Modelling mineralogy from whole rock assay data – a case study from Productora Cu-Au-Mo deposit, Chile

Mineralogy is a fundamental characteristic for a given rock mass throughout the mining value chain. Understanding the mineralogy of the bulk rock, including both the gangue and ore components, is critical when predicting processing behavior and waste characteristics. Throughout the exploration and resource development process, mineralogical data are collected mostly in a qualitative manner through visual logging. These datasets are subjective and commonly inconsistent. Current methods for quantitative estimates of bulk mineralogy (e.g. X-ray point counting using SEM-EDS based software packages, and QXRD) are expensive and often very slow.

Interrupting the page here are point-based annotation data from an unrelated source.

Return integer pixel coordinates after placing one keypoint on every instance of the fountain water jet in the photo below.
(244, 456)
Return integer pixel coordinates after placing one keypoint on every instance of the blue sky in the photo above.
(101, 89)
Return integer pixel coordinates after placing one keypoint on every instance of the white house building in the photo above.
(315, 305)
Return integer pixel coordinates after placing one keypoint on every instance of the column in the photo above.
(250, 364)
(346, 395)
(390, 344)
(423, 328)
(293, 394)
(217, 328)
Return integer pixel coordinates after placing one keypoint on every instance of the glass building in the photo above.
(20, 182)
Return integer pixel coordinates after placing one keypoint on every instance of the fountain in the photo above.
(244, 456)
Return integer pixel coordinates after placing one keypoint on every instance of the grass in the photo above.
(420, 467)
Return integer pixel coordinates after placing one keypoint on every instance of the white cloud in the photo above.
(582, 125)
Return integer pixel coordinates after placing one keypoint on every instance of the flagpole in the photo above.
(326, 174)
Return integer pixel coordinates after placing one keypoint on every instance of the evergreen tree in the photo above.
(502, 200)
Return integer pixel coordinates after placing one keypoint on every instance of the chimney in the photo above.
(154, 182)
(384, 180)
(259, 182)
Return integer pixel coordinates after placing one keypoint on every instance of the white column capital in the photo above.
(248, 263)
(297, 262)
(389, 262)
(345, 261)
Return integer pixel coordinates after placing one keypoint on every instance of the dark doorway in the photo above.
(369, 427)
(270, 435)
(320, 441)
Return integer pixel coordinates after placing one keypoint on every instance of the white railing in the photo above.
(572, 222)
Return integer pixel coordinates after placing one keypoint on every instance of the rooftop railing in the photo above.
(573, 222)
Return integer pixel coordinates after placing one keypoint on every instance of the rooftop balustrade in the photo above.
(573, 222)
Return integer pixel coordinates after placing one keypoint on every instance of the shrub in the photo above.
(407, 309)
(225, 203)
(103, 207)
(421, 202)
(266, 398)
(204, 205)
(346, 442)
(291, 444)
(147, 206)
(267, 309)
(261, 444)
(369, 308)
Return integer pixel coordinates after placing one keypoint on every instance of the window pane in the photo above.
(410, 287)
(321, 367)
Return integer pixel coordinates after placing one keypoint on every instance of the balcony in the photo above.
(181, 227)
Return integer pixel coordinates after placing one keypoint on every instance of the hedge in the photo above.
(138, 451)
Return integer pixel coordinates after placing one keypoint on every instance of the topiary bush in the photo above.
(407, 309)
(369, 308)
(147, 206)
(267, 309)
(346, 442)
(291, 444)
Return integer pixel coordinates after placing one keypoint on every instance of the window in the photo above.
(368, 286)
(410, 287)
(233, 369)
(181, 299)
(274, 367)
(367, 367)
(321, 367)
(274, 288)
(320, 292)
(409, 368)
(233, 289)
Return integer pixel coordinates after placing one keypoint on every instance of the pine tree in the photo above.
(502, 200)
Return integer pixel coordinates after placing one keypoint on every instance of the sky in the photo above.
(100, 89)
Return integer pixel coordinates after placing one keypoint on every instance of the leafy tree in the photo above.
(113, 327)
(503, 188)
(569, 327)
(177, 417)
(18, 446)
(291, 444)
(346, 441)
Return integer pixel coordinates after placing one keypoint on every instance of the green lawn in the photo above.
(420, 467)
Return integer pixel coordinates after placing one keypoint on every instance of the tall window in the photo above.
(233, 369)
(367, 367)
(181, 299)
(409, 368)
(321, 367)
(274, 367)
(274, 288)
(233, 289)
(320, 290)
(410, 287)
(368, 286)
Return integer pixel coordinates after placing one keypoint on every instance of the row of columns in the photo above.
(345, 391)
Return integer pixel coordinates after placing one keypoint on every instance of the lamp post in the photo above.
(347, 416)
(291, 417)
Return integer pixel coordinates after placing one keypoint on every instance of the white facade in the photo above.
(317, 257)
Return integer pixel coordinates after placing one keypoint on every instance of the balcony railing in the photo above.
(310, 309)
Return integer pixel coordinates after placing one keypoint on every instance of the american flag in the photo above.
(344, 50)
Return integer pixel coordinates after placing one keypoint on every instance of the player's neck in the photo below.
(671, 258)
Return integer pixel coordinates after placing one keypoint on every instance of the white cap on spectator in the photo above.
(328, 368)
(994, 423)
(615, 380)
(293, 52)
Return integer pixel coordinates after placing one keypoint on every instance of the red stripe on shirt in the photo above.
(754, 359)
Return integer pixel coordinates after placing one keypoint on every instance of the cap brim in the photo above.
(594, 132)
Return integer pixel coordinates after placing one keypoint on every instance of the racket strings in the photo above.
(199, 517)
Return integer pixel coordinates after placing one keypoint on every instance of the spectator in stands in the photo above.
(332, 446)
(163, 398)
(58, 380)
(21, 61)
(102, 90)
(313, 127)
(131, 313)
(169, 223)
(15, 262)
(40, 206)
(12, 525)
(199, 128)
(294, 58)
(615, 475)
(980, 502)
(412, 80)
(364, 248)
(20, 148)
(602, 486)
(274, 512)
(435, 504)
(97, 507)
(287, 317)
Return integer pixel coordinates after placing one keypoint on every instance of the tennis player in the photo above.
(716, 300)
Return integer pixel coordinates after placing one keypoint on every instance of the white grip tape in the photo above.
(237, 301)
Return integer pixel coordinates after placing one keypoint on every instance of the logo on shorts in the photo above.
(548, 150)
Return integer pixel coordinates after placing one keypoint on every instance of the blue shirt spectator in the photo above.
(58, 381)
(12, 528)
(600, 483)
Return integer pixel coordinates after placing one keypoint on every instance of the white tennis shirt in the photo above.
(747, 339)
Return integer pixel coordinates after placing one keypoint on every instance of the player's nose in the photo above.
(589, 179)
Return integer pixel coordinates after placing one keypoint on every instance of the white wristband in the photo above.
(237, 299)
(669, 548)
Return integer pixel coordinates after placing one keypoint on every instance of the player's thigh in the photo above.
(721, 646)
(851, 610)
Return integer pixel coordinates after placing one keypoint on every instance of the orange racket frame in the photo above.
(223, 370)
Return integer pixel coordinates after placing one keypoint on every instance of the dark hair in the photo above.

We present two new approaches to predicting bulk mineralogy using commonly available 33-element geochemical assay data. Firstly, we demonstrate qualitative estimation from assay using geochemical discrimination plots and validate this approach using quantitative XRD data. Secondly, we demonstrate quantitative estimation by calculated mineralogy. These approaches are presented using the Productora Cu-Au-Mo deposit, Chile, as a case study. Productora provides an example of an early stage project where geometallurgical models of mineralogy have been used to mitigate risk and uncertainty.

Our results indicate that robust, deposit-wide, predictions of bulk mineralogy can be generated quickly and cost effectively from geochemical assay data. These methods provide semi-quantitative mineralogical data for every multi-element geochemistry sample interval across the whole deposit. The number and spatial distribution of mineralogical data points can be significantly increased, by orders of magnitude. This data is then available to construct geometallurgical models and provides truly representative, deposit wide, mineralogical variability data. In turn, this provides significant benefits for the selection of representative samples for metallurgical test work, or the siting of specific metallurgical test work holes. Quantitative estimates of mineralogy on each assay interval can also be directly incorporated into resource block models, for mine planning purposes.